Die Berliner Philharmoniker haben in den letzten Jahren vorbildliche Aufklärungsarbeit geleistet, was ihre Verstrickung in den Propaganda-Apparat der Nazis betrifft. 2007 erschienen der Dokumentarfilm "Das Reichsorchester" und das gleichnamige Buch. Fritz Tümpi vergleicht eben in seiner Studie "Politisierte Orchester" (Böhlau) den von den Braunen befeuerten Wettbewerb zwischen den Berliner und den Wiener Philharmonikern um die Vormachtstellung im Reich.

Im "Reichsorchester"-Film redeten sich freilich einige der damals aktiven Musiker um Kopf und Kragen. Sie schienen nichts gelernt zu haben und sahen Musik nach wie vor als politikfreien Raum. So wie offenbar auch heute noch ein Großteil des Publikums, offenbar die Verantwortlichen und auch die Kritiker. Wie kann man sich sonst erklären, dass dort nun weitgehend unkommentiert in einem Programm unter Christian Thielemann - eingebunden in eine von Renée Fleming und Thomas Hampson vokal luxuriös dargebotene Auswahl von Orchesterliedern - nicht nur erste Güte, sondern auch zwei zweitklassige Strauss-Werke gespielt wurden, die noch dazu historisch belastet sind?

Die Rede ist von einem den Abend schmetternd eröffnenden Blechbläserchoral namens "Festmusik der Stadt Wien", von Strauss offeriert dem Statthalter Baldur von Schirach und uraufgeführt 1943, am 5. Jahrestag des Anschlusses der Stadt (und Österreichs) an "Großdeutschland". "Äußerste Virtuosität fordert die Festmusik mit ihren brillanten Sechzehntelkaskaden den Interpreten in jedem Falle ab, weshalb es dem Werk nutzen und frommen wird, einmal in den heiligen Hallen der Philharmonie zu erklingen", salbadert dazu das Programmheft.

Als Abschlussapotheose wurde ein orgelumtoster C-Dur-Lärm namens "Festliches Präludium" geboten. Das entstand zwar 1913, wurde aber, wie das Programm nüchtern angibt, zuletzt "1943 im Rahmen der Vorfeiern zum Geburtstag Adolf Hitlers" von den Philharmonikern gespielt.

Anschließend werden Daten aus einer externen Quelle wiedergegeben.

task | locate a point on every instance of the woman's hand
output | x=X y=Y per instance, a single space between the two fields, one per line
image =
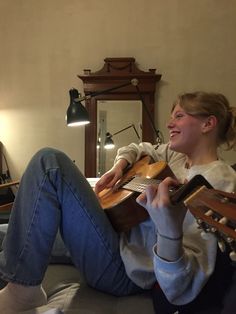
x=167 y=218
x=110 y=178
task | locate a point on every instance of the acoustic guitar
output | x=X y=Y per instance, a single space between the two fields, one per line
x=215 y=212
x=119 y=202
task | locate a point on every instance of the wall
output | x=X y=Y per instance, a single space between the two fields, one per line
x=46 y=43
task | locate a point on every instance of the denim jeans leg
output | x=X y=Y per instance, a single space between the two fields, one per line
x=53 y=195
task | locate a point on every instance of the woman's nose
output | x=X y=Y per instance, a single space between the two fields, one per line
x=170 y=124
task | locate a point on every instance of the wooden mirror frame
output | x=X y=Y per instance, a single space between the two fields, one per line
x=115 y=72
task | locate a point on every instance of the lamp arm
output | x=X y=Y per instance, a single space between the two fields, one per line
x=130 y=126
x=132 y=82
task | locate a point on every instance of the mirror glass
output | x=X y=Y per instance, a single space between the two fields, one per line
x=121 y=117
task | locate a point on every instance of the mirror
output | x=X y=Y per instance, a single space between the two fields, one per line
x=123 y=120
x=115 y=72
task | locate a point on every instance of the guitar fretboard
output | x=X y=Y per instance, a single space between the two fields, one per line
x=139 y=184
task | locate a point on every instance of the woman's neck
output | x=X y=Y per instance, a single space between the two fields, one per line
x=201 y=157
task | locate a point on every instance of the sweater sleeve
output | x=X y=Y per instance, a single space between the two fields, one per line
x=182 y=280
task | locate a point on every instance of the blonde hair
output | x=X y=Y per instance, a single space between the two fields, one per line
x=207 y=104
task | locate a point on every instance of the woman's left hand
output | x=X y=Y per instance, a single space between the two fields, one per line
x=167 y=217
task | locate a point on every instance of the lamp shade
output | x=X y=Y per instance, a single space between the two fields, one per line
x=109 y=144
x=76 y=113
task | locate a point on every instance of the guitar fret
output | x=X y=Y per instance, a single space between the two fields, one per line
x=139 y=184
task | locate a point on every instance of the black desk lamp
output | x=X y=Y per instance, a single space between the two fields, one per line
x=78 y=115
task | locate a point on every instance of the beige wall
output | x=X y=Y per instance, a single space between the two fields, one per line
x=46 y=43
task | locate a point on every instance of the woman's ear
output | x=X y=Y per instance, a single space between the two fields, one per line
x=209 y=124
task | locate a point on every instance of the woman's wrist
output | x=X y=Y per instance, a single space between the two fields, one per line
x=169 y=248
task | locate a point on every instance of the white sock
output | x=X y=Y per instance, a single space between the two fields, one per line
x=15 y=298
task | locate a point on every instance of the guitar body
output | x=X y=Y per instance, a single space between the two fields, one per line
x=215 y=212
x=120 y=204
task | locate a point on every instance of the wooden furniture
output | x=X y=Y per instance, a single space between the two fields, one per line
x=116 y=71
x=6 y=194
x=7 y=207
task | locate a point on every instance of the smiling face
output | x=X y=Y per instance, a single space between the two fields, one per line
x=186 y=131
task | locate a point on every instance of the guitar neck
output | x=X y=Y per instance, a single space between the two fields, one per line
x=139 y=184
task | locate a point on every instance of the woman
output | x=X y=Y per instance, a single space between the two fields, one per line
x=53 y=194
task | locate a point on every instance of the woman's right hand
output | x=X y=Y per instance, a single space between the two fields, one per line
x=110 y=178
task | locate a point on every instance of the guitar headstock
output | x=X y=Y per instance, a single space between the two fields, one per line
x=215 y=212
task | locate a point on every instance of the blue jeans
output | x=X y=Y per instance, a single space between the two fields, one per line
x=54 y=196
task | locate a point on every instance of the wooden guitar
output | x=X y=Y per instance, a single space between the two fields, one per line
x=119 y=202
x=215 y=212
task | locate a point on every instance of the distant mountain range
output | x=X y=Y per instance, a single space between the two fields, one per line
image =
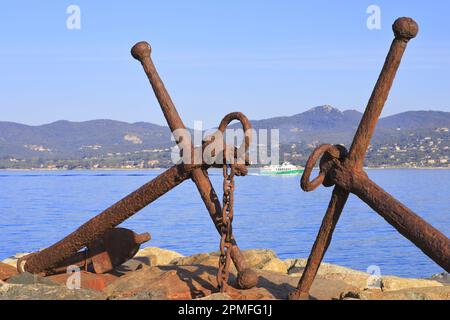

Das stimmt zwar nicht, man nahm das Machwerk auch 1966 unter dem einst dem "Kampfbund für deutsche Kultur" angehörenden Karl Böhm auf und intonierte es 1979 - unter dem einstigen NSDAP-Mitglied Herbert von Karajan - zur Eröffnung des ICC, aber besser wird diese seltsame Programmauswahl so kaum.

Auch nicht durch die Tatsache, dass der gern mit dem Feuer spielende Thielemann bei den Berlinern freie Programmwahl hat. Mahler mag er nicht sonderlich, aber offenbar selbst mediokren, politisch anrüchigen Strauss. Viele prominente Philharmoniker spielten in diesem Programm nicht, auch die beiden jüdischen Streichersolisten Guy Braunstein und Amihai Grosz waren abwesend.

Es gab Buhs am Ende der Konzerte, obwohl die Siegelringträgerfraktion im Publikum überwog. Man darf gespannt sein, ob die Philharmoniker das per Internet abrufbare Konzert weiterhin so einfach stehen lassen.